Abstract:
MPDZ, a gene with diverse functions mediating cell-cell junction interactions, receptor signaling, and binding multivalent scaffold proteins, is associated with a spectrum of clinically heterogeneous phenotypes with biallelic perturbation. Despite its clinical relevance, the mechanistic underpinnings of these variants remain elusive, underscoring the need for extensive case series and functional investigations. In this study, we conducted a systematic review of cases in the literature through two electronic databases following the PRISMA guidelines. We selected nine studies, including 18 patients, with homozygous or compound heterozygous variants in MPDZ and added five patients from four unrelated families with novel MPDZ variants.

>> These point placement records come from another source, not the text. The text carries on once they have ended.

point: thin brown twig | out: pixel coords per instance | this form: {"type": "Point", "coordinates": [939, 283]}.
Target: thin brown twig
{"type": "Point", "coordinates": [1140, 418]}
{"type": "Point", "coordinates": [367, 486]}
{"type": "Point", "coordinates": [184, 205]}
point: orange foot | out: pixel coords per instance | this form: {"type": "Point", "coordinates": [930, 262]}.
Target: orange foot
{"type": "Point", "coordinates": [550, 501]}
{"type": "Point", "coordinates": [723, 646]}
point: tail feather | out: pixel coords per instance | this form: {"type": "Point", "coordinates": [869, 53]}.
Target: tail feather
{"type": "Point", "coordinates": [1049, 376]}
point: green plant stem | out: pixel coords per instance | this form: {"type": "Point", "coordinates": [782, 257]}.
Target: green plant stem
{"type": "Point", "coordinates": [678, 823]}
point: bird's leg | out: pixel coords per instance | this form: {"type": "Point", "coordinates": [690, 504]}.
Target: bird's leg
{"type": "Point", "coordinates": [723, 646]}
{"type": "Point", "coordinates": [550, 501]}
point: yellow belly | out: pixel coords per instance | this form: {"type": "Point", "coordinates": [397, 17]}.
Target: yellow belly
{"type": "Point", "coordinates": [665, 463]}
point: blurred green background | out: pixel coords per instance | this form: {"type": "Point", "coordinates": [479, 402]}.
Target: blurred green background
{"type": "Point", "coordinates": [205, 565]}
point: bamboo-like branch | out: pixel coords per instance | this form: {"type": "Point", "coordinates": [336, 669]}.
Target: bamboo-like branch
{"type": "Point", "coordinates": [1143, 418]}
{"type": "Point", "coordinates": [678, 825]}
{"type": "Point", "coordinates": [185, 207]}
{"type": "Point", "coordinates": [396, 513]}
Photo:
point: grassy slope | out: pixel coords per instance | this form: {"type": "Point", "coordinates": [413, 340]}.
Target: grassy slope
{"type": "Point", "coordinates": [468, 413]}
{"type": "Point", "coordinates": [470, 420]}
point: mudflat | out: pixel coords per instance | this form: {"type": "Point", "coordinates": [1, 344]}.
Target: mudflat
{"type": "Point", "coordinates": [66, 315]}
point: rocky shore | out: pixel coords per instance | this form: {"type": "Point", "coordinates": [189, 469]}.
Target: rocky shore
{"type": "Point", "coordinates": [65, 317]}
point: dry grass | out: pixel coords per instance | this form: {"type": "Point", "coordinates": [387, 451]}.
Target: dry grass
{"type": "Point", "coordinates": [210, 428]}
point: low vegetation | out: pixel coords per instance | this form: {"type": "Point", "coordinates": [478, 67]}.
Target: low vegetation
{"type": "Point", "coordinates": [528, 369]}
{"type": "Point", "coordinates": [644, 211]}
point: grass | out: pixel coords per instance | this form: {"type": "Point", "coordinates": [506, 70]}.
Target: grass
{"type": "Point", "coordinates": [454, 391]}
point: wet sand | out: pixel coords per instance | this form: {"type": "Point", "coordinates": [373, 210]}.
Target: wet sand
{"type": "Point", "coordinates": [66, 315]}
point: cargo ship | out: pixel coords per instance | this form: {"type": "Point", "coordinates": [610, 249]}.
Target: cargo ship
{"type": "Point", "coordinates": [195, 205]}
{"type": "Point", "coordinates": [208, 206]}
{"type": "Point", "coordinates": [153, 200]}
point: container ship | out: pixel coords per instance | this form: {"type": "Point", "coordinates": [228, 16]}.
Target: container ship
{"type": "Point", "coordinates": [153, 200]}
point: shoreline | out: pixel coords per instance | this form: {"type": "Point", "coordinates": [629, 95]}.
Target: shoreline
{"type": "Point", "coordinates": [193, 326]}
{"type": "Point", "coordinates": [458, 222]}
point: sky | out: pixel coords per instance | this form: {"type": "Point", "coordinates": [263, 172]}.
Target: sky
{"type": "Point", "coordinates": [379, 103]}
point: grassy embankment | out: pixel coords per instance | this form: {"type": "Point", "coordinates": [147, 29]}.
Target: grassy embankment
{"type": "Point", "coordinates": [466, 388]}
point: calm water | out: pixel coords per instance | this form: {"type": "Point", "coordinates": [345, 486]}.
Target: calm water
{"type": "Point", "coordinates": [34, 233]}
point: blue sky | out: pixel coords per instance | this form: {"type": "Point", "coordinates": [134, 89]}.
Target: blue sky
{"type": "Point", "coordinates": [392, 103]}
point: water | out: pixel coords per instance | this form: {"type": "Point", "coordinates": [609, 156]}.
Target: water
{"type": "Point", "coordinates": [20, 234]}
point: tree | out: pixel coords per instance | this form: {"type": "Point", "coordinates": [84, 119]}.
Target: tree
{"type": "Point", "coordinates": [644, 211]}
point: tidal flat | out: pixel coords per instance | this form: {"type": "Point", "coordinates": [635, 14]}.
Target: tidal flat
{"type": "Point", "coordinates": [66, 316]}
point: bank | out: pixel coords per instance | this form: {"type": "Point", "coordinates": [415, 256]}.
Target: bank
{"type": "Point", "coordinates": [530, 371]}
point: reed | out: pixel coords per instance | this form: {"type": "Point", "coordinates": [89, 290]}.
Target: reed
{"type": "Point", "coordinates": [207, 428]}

To evaluate the role of Mpdz on hearing, we analyzed available auditory electrophysiology data from a knockout murine model (Mpdzem1(IMPC)J/em1(IMPC)J) generated by the International Mouse Phenotyping Consortium. Using exome and genome sequencing, we identified three families with compound heterozygous variants, and one family with a homozygous frameshift variant. MPDZ-related disease is clinically heterogenous with hydrocephaly, vision impairment, hearing impairment and cardiovascular disease occurring most frequently. Additionally, we describe two unrelated patients with spasticity, expanding the phenotypic spectrum. Our murine analysis of the Mpdzem1(IMPC)J/em1(IMPC)J allele showed severe hearing impairment. Overall, we expand understanding of MPDZ-related phenotypes and highlight hearing impairment and spasticity among the heterogeneous phenotypes.
摘要:
MPDZ,具有介导细胞-细胞连接相互作用的多种功能的基因,受体信号,结合多价支架蛋白,与具有双等位基因扰动的临床异质性表型谱相关。尽管它具有临床相关性,这些变体的机械基础仍然难以捉摸,强调需要进行广泛的病例系列和功能调查。在这项研究中,我们按照PRISMA指南,通过两个电子数据库对文献中的病例进行了系统回顾.我们选择了九项研究,包括18个病人,在MPDZ中具有纯合或复合杂合变体,并增加了来自四个不相关家庭的5名患者具有新的MPDZ变体。为了评估Mpdz在听力中的作用,我们分析了由国际小鼠表型分析联盟产生的敲除小鼠模型(Mpdzem1(IMPC)J/em1(IMPC)J)的听觉电生理数据.使用外显子组和基因组测序,我们确定了三个具有复合杂合变体的家族,和一个具有纯合移码变体的家族。MPDZ相关疾病在临床上是异质性的,伴有脑积水,视力障碍,听力障碍和心血管疾病发生最频繁。此外,我们描述了两个不相关的痉挛患者,扩展表型谱。我们对Mpdzem1(IMPC)J/em1(IMPC)J等位基因的鼠分析显示严重的听力障碍。总的来说,我们扩大了对MPDZ相关表型的理解,并突出了异质性表型中的听力损伤和痉挛.